Harvard Business School professor Boris Groysberg outlines findings from a study of 1053 top Wall Street Analysts at 78 investment banks between 1988 and 1996 in his book, Chasing Stars: The Myth of Talent and Portability of Performance

His team examined 546 job changes and compared the top performers’ performance with that of 20,000 “non-star” analysts at 400 investment banks.
They interviewed 200 of these analysts and talked with their institutional investor clients.

Groysberg’s team found that the star performers’ “job performance plunged sharply and continued to suffer for at least five years after moving to a new firm”, because they “…lost access to colleagues, teammates and internal networks than can take years to develop…new and unfamiliar ways of doing things took the place of routines and procedures and systems that …had become second nature.”
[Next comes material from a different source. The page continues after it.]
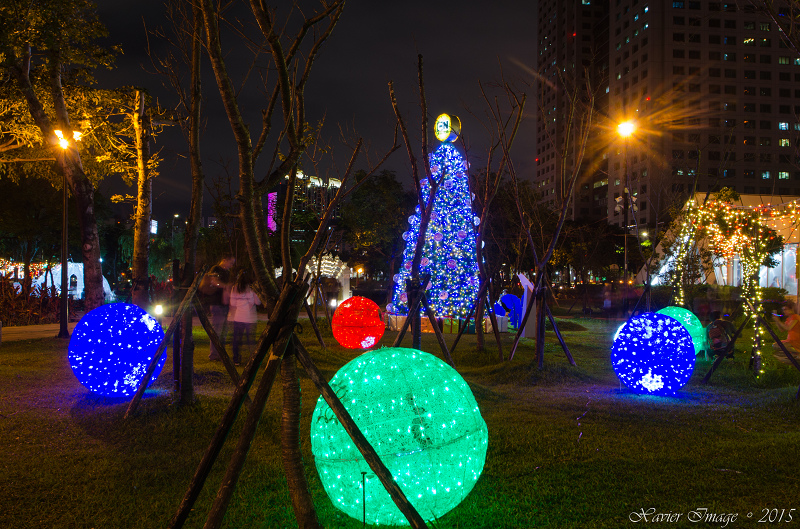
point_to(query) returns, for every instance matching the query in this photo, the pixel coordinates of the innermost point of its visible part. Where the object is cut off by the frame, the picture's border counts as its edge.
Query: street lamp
(174, 218)
(625, 130)
(63, 331)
He suggested that firms can prevent this performance decrement by hiring the entire team (“liftout”) and by “hiring more women, who…suffer less on leaving one firm to join another (because) they had formed stronger ties outside the firm than many male analysts and so were less dependent on their former work colleagues…and they made wiser choices when it came to agreeing to move.”
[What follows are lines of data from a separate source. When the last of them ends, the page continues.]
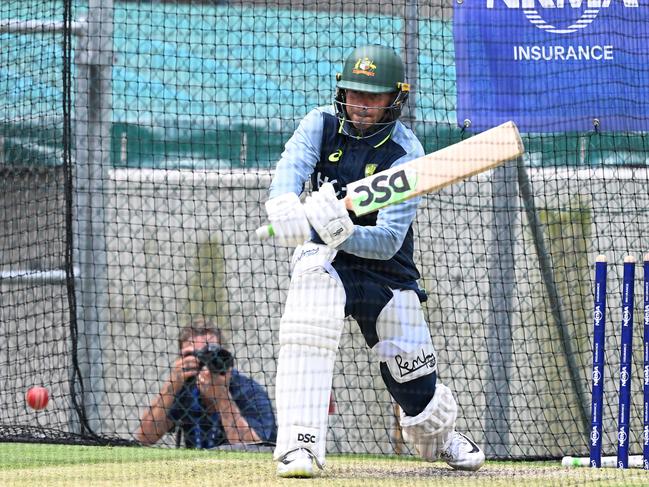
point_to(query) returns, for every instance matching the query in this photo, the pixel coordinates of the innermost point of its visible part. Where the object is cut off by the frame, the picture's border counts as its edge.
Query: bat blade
(431, 172)
(435, 171)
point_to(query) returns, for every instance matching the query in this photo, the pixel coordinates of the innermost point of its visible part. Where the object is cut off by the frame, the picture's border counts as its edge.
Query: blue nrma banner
(553, 65)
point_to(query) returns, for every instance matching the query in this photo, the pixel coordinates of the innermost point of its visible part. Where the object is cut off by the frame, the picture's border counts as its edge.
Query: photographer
(207, 398)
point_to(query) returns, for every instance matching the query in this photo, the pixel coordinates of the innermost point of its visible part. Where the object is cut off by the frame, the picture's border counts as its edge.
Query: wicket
(626, 356)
Team Groysberg identifies mistakes star employees make when leaving a firm:

  • Doing inadequate research into the new company
  • Leaving because they are escaping something unpleasant rather than choosing something better
  • Over-estimating their own abilities
  • Failing to take a long-term view

Groysberg’s book considers how some Wall Street research departments are successfully growing, retaining, and deploying their own “stars,” and how these practices might be applied in other organizations.

-*When have you seen super-star skills transfer to a new work environment?
-*When have these skills not transferred as successfully to a different organization?